6. Examples of other ways his mind was strong, such as how he continued to play things on the piano that he often had only heard once prior, and could pick up instruments he didn't usually play and start playing real tunes on them instantly (something that came in handy years later at the Media Lab when a graduate student invented an instrument that he thought would only make nonsense but interesting sounds when used to draw, but our son picked it up and showed the fellow student how it could be used to draw/play a real tune), and how when he was told to jump and risk breaking your legs if in a fire while in a second floor bedroom, he noted that this wouldn't be an issue when he was an adult as his home would have ladders that would automatically shoot out from upper floors when the fire alarm was set off.

7. Samples of some calendar (page-a-day) questions he knew right off, like one asked Fermat's theorem and he stated it perfectly (he had read it in one of his father's books).

8. List of classical myths, poems, stories, and speeches read.

9. Topics covered in grammar and literature.

10. Misc. other ways English was "taught" (seeing two Shakespearean plays at the Folger Library, keeping a journal, writing thank you notes, playing games like "The Play's the Thing", attending a writer's workshop, going to performances at theaters in the area, etc.

11. His making three-colored graphs (one made a flower image) on his new graphing calculator (he had to ask politely on and off for two years to get a graphing calculator), and other topics in math such as probability (figuring out median, mode, median, and range), special triangles, etc.

12. Topics discussed in science, such as internal combustion engines, Anton van Loeuwenhoek, Gregor Mendel, curved reflectors, acids/bases/chemical reactions, experiments with different rocks, adolescence and puberty (and it was good we covered this early as he went through it early; he also took the topic in college when he was 11), and a whole lot more.

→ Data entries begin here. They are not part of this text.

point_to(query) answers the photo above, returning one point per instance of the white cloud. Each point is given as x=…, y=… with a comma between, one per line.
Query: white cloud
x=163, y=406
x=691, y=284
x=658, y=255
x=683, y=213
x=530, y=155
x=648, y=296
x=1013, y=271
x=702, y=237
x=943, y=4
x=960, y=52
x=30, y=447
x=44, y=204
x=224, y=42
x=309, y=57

13. Topics in geography (24 are listed), world civilization (25 items listed), and American civilization (18 items listed)

14. Health education (fire prevention fair at mall, AIDS, newspaper articles on zinc lozenges and cigars, etc.

15. Topics in art (25 listed).

16. Topics in music (things like Scott Joplin, shapes of melodies, how melody works with chords, attending a Peter and the Wolf performance,etc.

17. Spanish class at the elementary school and Italian class at the community college.

18. Good manners worksheet (one I typed up myself where he had to check off if it was a "Do" or a "Don't" (things like asking when a guest at someone else's home if they prefer you to leave your shoes on or take them off, and get this oldie..."rewind videotapes after watching them"!).

19. A letter to a local paper's editor that resulted in his being offered a position as a writer for the paper (not that this was his intent at all when he wrote).

20. The copy of an essay he wrote that won him $300 in U.S. Savings bonds in a national essay contest.

21. Lots of other stuff (I just scratched the surface there).

So it wasn't like we never used any textbooks (we used a few at times where we felt it made sense), but we didn't do much planning in advance, doesn't seem to me, so much as sort of went with the flow of what seemed interesting to delve into at any given time.


Wow thanks a bunch for that. That sure does sound like unschooling to me. The 6 years old part is the wild part of course and really thrilling.

I related to my spouse your story about tapping on your stomach and getting the same number of taps back; she was amazed and loved it.


Always glad to share stories of interest. Good luck to you and your wife on your parenting travels!